Probably not a good idea to allow regular users the ability to mark posts as spam that results in instantly banning a user. That could potentially be a lethal weapon.


----------



## pedro47 (Jun 4, 2017)

Excellent job. Kudos to our moderators


----------



## taffy19 (Jun 4, 2017)

dioxide45 said:


> Probably not a good idea to allow regular users the ability to mark posts as spam that results in instantly banning a user. That could potentially be a lethal weapon.


You may be right as some may do this if they do not like a regular post.


----------



## T_R_Oglodyte (Jun 4, 2017)

On another board where I was a mod, I would occasionally be on-line when a spammer was working.  There was a degree of satisfaction in generating the "banned" message for the spammer while the spammer was in mid-post.


----------



## Makai Guy (Jun 5, 2017)

alwysonvac said:


> Oh that makes sense and good to know.
> Since there were multiple usernames, I  listed all of the usernames on one report this morning.

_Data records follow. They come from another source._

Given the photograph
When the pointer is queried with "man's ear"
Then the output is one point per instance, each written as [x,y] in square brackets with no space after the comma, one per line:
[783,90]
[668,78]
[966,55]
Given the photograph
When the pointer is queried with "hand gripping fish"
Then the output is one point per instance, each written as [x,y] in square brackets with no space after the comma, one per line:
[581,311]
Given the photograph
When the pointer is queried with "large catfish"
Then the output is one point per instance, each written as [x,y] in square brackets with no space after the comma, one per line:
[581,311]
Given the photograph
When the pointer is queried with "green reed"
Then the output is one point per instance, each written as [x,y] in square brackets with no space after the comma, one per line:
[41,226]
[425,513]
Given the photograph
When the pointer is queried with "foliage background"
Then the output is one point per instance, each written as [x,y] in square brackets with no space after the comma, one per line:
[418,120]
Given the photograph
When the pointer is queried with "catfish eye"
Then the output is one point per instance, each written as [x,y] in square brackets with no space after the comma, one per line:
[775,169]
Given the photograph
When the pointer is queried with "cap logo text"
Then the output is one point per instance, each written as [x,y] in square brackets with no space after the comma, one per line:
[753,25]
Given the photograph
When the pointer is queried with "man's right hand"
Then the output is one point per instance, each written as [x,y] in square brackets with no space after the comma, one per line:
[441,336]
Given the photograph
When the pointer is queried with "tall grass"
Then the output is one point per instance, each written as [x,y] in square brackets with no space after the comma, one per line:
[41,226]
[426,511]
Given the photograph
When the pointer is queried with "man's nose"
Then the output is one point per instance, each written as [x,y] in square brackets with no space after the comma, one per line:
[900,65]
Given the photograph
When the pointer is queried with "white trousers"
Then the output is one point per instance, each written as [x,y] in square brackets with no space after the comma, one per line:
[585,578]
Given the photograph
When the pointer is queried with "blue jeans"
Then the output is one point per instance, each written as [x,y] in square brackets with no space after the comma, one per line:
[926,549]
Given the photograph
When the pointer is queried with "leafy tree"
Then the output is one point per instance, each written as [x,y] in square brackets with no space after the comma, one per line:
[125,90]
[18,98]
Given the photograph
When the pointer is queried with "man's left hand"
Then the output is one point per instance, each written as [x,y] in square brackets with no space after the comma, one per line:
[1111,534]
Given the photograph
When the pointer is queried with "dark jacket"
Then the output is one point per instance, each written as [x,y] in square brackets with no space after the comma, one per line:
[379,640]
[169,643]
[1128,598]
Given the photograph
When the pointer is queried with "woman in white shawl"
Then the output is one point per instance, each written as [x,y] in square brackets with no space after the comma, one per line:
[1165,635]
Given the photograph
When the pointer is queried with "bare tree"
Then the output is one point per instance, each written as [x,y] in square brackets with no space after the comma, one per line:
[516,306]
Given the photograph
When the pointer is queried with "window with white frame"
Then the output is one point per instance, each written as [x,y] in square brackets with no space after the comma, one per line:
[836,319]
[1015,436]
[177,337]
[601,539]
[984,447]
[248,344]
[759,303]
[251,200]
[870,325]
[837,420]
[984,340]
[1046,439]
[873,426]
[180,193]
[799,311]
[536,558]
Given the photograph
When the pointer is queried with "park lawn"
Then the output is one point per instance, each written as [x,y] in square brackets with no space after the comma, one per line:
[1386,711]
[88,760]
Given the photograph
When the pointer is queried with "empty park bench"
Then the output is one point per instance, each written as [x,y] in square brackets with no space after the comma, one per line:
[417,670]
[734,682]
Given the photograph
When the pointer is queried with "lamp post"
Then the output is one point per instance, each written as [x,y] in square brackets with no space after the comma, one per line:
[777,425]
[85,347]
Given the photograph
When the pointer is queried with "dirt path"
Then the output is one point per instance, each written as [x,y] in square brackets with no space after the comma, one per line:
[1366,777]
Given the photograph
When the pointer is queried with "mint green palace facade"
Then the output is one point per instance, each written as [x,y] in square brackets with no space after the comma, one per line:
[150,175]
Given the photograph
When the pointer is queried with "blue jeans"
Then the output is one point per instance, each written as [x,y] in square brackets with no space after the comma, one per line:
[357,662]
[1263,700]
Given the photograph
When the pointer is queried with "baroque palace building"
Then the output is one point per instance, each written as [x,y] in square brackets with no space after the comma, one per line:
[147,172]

Please issue a separate report for each spammer username.  The report includes direct links to the offending spammer and the reported post, making it quick and easy for the mod to deal with it.  Mentioning other usernames in the same report doesn't provide those links.


----------



## Makai Guy (Jun 5, 2017)

dioxide45 said:


> Probably not a good idea to allow regular users the ability to mark posts as spam that results in instantly banning a user. That could potentially be a lethal weapon.


Regular users can REPORT a post as spam, but it will take a mod to review the report and post and decide whether to act on the report.


----------



## CO skier (Jun 5, 2017)

iconnections said:


> You may be right as some may do this if they do not like a regular post.


The VIP megarenters in the Wyndham forum would undoubtedly report dissenting opinions as spam, or at least snarky.


----------